No sé si merece alguna simpatía.

Guárdense su simpatía. Así está bien para mí.

Me bastaba con gambetearla cada día.

Hasta que vinieron y se llevaron a mi hombre olvidado.

Acordate de mi hombre olvidado,

le pusiste un rifle en la mano

Lo mandaste bien lejos

Gritaste hip hip hurra,

¡Pero miralo hoy!

Acordate de mi hombre olvidado,

Le hiciste cultivar la tierra

Caminaba detrás del arado,

El sudor caía de su frente

¡Pero miralo ahora!

En un tiempo me amaba

Yo era feliz;

Él me cuidaba

¿No me lo vas a traer de vuelta?

Porque desde que el mundo es mundo

Una mujer debe tener un hombre;

Olvidarse de él, te das cuenta,

Significa que te olvidás de mi.

Como mi hombre olvidado.

 

Al final, cuando el policía quiere llevarse al hombre arrumbado en la vereda, ella lo impide. Le abre el saco para que se vea que ese desocupado que duerme en la calle es un héroe de guerra, que esconde su inútil condecoración.

En esas imágenes hay ecos de la Nueva Objetividad, del expresionismo y del movimiento Dada que brotaron en Alemania durante la República de Weimar, entre las dos guerras mundiales, con exponentes superlativos como Otto Dix y George Grosz. Allí están los lisiados de guerra, los hombres sin trabajo, las mujeres que se prostituyen para sobrevivir, los niños con hambre, los grandes capitalistas que cuentan sus ganancias.

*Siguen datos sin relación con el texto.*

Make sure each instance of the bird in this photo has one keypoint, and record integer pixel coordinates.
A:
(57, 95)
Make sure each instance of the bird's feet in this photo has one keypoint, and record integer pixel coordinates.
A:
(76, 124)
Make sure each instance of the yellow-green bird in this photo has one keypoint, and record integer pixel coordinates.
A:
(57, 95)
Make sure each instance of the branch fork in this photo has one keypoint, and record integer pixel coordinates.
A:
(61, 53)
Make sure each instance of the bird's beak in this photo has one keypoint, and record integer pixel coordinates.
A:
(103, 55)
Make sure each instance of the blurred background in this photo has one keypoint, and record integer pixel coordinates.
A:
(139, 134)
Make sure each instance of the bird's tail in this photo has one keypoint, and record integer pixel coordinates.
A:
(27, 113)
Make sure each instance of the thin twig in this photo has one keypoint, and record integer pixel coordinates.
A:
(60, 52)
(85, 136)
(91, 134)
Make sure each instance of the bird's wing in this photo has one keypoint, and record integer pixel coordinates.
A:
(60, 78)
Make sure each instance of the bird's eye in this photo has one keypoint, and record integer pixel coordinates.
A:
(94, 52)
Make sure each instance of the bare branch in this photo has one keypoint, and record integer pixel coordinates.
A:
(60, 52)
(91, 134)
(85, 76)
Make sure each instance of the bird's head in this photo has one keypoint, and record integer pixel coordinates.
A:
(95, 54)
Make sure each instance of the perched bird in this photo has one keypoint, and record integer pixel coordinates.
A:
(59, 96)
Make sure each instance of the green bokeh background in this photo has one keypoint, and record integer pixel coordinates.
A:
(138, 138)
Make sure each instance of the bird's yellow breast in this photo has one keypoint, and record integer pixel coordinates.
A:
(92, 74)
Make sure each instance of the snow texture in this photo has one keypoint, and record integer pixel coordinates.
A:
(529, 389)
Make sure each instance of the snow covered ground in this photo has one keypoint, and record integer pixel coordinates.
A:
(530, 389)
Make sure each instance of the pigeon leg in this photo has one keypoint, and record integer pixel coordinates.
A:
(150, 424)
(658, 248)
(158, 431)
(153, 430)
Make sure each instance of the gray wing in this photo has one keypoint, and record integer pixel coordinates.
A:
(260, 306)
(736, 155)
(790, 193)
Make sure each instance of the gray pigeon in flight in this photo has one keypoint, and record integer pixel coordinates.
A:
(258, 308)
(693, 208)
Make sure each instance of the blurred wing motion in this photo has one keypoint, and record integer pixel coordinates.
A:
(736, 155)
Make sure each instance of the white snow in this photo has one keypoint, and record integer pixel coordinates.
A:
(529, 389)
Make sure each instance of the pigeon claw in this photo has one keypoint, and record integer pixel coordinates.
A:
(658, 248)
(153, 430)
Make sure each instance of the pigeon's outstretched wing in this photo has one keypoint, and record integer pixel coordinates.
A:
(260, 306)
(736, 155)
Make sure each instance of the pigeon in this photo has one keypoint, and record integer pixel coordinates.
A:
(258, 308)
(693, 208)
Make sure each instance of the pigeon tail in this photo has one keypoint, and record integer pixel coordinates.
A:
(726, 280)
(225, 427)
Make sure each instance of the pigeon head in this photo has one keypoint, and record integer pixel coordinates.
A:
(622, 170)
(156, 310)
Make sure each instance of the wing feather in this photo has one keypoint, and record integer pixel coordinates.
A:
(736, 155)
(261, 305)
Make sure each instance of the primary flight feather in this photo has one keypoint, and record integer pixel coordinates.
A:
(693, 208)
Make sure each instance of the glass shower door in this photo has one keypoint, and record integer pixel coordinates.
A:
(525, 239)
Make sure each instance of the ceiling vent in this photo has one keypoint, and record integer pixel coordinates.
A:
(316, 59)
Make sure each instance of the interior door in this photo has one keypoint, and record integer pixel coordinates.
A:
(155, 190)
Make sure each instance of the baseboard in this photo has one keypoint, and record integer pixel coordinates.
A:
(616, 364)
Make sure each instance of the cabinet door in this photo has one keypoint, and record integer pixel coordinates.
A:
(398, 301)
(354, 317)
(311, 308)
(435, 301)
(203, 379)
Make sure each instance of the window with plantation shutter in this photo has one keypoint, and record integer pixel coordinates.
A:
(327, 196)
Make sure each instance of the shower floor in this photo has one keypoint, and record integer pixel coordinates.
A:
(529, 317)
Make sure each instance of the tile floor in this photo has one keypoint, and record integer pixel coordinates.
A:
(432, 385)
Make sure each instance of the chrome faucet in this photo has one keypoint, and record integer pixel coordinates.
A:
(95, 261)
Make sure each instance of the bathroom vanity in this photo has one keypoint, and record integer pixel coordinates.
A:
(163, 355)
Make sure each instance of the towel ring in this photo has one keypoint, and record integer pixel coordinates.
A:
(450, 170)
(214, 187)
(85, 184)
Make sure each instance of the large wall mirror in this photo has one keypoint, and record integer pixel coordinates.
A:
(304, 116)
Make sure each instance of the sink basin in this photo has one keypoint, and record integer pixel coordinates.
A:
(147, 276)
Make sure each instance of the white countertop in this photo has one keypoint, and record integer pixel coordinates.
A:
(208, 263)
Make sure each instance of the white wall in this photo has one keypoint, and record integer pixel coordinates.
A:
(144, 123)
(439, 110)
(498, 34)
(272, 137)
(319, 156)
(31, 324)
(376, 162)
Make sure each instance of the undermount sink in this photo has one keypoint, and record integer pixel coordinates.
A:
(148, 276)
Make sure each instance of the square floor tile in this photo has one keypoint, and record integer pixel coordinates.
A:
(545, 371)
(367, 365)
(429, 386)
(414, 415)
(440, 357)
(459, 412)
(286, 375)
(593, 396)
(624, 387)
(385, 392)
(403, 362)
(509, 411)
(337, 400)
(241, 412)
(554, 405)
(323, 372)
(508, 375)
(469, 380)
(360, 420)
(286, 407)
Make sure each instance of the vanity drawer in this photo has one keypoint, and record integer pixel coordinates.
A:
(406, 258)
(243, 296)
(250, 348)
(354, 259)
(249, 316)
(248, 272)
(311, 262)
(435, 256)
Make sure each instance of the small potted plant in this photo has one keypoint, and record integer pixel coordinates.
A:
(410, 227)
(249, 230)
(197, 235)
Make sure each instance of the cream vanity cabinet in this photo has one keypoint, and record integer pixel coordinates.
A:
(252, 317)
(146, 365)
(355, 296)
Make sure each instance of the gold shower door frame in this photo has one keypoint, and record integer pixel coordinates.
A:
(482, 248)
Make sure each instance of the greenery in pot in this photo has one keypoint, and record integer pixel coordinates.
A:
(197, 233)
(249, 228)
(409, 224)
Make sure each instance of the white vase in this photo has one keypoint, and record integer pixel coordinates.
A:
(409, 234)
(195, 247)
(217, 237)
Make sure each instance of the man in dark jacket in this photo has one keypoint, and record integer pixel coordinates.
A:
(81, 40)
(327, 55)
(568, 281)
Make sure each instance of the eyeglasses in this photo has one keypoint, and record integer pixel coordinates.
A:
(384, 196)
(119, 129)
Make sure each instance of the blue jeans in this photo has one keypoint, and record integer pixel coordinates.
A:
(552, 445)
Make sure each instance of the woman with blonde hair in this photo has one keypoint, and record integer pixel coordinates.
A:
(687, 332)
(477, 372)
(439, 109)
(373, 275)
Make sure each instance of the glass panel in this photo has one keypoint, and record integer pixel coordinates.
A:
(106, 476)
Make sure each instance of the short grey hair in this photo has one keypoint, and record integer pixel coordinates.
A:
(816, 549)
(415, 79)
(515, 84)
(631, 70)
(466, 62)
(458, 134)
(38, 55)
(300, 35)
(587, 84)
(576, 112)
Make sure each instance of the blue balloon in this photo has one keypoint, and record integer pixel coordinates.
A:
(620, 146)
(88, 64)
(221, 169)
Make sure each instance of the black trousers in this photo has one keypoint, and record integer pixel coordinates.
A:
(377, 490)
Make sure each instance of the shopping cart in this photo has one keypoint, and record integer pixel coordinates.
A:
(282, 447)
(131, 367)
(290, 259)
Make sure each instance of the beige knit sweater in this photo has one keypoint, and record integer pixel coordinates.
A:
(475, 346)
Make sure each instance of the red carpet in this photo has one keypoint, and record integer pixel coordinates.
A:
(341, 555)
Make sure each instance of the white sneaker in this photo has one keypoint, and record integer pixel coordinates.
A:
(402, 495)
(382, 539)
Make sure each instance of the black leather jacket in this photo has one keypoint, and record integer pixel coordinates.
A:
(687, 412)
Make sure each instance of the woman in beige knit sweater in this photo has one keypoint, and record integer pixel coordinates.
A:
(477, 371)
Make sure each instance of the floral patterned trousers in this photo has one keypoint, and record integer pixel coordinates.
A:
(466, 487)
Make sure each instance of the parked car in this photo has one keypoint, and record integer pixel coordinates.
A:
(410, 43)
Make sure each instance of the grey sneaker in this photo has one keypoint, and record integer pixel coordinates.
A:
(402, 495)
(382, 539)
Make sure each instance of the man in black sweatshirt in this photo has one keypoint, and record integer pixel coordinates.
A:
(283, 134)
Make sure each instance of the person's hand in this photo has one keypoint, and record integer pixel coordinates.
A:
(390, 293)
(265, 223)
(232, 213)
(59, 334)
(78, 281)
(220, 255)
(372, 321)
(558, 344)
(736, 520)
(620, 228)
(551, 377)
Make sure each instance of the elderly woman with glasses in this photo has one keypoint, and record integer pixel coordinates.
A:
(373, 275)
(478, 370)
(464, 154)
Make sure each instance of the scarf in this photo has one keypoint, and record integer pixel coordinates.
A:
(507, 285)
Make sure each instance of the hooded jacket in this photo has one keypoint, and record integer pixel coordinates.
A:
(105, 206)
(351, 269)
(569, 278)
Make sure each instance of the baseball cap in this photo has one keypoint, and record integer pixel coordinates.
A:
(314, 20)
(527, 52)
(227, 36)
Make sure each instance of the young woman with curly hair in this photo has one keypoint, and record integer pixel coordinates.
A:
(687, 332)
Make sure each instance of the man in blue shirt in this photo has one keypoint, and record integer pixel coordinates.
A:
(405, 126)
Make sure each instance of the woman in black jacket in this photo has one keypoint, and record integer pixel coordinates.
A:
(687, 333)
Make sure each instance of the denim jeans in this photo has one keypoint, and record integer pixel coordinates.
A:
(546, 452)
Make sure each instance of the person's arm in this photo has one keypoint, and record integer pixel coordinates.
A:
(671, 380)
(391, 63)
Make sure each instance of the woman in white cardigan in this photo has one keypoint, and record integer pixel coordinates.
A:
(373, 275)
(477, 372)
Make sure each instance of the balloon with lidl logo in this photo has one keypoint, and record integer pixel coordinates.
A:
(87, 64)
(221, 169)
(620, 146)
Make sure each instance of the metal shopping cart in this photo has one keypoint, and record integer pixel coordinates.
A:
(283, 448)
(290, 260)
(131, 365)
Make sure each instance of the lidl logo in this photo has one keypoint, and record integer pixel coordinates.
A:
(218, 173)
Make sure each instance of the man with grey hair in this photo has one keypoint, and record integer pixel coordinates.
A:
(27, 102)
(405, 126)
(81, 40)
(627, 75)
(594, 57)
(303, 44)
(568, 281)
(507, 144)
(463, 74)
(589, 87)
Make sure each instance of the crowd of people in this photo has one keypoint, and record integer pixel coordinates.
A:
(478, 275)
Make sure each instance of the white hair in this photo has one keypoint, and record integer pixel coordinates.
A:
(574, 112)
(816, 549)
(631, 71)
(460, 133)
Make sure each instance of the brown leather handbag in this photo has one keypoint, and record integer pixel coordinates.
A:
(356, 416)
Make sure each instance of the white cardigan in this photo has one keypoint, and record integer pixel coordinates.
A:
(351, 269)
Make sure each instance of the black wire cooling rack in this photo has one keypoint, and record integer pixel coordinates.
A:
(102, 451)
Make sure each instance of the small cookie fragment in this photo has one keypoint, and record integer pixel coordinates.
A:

Te imaginarás por qué aquellos films estadounidenses de hace 90 años me hicieron pensar en la Argentina de hoy. Creo que también podremos dejarlos atrás, como hicimos con el amarillo, antes de que se lo deglutiera el morado, pero siempre que reservemos un lugar para el placer y la belleza.

 

Un dibujo de Grosz y una pintura de Dix, sobre los 'hombres olvidados' de Alemania.